- Born: Philip M. Creswick 12 October 1965 (age 60) Charlwood, Surrey, England
- Genre: Pop
- Occupations: Musician, songwriter
- Label: Jive
- Formerly of: Big Fun

= Phil Creswick =

Philip Creswick (born 12 October 1965) is an English musician and songwriter, and a former member of the boy band, Big Fun.

==Career==
Creswick initially was a dancer in the ensemble dance troupe Seventh Avenue. He was then a backing vocalist in the boy band, Big Fun, which was active between 1989 and 1994. The group has been described as a precursor to the more famous Take That. Their album, A Pocketful of Dreams, reached number 7 in the UK charts in 1990, while their cover of The Jacksons' "Blame It on the Boogie" reached number 4 in the singles charts.

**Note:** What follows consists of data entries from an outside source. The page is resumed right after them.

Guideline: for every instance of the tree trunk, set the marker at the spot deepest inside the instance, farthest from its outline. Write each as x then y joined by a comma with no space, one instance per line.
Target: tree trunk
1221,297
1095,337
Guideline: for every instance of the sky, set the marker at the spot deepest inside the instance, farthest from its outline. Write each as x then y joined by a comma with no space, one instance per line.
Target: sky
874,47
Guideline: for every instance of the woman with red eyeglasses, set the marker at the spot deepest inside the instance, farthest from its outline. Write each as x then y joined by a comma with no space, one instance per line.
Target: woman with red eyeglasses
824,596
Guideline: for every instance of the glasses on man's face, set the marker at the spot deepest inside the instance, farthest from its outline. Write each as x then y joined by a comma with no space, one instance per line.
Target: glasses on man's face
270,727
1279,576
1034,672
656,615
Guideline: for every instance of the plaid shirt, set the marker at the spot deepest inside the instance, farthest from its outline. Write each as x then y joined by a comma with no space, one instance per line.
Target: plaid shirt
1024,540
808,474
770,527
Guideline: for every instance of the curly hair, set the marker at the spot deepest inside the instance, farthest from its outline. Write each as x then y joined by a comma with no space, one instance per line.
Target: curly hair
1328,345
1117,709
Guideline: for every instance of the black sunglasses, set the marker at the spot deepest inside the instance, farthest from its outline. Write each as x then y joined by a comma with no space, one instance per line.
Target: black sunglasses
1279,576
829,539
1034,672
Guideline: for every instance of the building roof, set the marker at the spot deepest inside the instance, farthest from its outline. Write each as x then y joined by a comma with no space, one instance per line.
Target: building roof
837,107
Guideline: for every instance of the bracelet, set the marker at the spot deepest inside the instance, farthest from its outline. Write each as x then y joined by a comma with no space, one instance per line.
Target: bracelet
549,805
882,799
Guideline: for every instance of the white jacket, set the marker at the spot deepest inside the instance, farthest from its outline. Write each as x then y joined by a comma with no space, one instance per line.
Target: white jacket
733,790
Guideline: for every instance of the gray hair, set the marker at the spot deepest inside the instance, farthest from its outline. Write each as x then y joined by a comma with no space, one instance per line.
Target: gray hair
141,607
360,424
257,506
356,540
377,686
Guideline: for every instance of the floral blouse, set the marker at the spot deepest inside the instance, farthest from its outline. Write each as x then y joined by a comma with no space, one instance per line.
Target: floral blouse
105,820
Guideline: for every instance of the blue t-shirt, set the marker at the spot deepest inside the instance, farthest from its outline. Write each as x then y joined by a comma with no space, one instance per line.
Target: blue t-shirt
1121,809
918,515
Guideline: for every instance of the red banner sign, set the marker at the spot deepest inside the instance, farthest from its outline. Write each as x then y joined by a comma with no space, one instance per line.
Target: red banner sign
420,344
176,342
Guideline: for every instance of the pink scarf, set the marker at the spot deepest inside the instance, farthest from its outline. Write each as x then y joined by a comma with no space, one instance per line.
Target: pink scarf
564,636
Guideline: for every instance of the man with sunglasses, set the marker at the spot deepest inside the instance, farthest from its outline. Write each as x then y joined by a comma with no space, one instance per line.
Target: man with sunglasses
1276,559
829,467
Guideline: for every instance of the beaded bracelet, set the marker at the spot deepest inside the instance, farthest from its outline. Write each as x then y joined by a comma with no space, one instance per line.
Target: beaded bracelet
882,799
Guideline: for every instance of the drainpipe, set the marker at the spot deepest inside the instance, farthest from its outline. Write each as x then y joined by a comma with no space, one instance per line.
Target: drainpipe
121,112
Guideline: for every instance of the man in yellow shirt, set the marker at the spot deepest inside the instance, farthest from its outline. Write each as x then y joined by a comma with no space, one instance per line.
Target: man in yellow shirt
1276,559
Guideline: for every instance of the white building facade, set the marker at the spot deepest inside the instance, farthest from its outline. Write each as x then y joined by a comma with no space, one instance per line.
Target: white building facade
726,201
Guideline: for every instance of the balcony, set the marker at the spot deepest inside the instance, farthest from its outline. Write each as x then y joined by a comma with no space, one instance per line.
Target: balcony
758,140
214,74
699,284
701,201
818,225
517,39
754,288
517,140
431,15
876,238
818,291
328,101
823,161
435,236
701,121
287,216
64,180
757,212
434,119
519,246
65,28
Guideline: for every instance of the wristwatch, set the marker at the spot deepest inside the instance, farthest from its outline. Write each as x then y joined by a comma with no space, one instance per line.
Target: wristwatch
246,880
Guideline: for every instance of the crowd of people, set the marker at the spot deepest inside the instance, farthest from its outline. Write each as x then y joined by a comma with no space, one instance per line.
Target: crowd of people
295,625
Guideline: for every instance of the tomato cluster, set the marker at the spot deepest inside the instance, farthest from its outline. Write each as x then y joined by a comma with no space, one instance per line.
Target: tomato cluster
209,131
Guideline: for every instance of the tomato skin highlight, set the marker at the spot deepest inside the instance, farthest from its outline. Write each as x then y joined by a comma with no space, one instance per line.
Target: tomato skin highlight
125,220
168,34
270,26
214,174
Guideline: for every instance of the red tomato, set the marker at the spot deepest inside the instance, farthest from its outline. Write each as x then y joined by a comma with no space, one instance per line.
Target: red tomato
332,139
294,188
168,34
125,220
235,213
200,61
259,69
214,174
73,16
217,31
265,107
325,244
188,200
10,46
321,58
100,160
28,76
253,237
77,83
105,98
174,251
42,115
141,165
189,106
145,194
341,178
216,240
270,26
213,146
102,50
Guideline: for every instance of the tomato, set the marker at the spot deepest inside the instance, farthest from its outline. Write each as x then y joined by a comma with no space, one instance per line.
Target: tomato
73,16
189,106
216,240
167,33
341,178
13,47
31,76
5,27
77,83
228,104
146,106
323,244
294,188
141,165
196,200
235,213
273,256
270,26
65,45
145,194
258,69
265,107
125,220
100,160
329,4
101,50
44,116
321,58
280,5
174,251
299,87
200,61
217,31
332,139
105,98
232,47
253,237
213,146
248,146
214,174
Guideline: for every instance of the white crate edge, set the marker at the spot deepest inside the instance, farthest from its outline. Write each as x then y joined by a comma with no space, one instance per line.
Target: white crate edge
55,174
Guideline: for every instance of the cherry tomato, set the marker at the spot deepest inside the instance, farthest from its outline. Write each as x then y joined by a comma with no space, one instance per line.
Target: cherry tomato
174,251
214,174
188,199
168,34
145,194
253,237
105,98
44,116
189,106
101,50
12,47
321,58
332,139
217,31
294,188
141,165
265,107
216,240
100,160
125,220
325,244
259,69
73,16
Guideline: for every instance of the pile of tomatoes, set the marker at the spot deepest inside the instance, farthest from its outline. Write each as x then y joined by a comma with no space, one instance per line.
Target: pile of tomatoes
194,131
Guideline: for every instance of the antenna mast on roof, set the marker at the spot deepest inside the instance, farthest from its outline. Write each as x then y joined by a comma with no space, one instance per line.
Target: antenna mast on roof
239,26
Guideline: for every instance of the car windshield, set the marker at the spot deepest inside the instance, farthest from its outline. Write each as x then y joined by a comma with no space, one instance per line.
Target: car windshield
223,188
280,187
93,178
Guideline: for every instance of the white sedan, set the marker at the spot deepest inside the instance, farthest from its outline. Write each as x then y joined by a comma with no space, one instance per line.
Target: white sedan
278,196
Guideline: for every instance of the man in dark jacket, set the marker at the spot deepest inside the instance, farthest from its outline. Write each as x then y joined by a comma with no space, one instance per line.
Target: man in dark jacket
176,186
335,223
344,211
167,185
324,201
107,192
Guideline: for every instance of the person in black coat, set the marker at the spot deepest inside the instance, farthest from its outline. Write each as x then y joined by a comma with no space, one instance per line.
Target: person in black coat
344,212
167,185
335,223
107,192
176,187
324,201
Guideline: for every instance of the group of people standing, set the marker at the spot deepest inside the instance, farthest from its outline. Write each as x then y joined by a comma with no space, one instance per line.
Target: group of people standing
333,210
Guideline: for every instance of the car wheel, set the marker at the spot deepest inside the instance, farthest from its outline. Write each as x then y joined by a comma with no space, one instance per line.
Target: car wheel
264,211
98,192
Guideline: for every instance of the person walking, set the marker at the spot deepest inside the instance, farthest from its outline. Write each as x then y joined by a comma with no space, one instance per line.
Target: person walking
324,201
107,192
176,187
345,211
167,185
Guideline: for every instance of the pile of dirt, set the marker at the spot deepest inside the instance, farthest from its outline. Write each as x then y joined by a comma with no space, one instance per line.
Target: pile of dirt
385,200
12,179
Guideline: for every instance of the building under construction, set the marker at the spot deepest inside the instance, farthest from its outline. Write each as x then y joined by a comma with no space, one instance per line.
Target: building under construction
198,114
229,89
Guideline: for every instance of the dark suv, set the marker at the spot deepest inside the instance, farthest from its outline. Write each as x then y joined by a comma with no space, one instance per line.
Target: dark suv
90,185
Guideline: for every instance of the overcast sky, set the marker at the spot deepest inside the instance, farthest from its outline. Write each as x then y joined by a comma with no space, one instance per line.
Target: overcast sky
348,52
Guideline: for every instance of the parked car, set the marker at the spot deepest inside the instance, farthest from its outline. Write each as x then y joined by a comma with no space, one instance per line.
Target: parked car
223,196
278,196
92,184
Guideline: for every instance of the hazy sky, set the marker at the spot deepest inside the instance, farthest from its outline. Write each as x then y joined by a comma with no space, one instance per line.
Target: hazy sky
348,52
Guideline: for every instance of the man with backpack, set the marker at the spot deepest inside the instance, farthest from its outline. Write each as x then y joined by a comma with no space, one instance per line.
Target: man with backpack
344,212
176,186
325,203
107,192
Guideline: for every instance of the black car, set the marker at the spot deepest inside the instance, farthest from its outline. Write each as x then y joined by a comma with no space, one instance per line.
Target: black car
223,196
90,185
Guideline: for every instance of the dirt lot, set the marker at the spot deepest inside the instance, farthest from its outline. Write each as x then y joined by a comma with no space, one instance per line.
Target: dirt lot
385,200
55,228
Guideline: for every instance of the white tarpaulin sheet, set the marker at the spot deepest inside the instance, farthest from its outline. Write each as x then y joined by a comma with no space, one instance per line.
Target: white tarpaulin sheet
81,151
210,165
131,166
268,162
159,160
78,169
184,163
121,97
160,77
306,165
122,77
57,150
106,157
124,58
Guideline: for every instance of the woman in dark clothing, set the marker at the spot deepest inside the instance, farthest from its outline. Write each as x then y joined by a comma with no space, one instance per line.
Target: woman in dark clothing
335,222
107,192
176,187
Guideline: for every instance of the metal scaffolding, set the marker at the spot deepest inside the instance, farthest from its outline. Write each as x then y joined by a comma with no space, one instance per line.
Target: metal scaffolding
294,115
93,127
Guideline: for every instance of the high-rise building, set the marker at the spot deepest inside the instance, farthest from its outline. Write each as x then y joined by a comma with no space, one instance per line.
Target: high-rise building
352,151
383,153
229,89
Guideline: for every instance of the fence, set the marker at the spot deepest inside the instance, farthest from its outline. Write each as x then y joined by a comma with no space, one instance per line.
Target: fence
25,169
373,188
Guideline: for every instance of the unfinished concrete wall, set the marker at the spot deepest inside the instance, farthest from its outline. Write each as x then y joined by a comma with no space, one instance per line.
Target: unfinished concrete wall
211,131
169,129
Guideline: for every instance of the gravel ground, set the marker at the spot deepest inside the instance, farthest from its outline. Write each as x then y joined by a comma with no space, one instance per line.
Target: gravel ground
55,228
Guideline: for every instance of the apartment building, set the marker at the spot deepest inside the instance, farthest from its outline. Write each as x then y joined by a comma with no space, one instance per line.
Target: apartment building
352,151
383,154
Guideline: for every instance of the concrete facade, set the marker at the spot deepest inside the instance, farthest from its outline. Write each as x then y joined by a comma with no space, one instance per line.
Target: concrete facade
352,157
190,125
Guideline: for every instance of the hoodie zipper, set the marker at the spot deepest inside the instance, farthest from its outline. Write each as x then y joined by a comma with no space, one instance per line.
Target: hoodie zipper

Creswick's later songwriting credits include: Family Fantastic's album Nice (2000, in collaboration with Jason Creasey and Vince Clarke) and the soundtrack to Winning London (2001, in collaboration with Nigel Lewis and Vince Clarke). He has appeared as a guest star on British comedy TV show Never Mind the Buzzcocks, and in the live show of comedian Sarah Millican, Home Bird Live.

After Big Fun disbanded, Creswick worked as a painter and decorator, before a conviction for possession of drugs with intent to supply drugs.

==Personal life==
In September 2017, Creswick was charged with possession and supply of illegal drugs, and also with money laundering. Creswick is gay.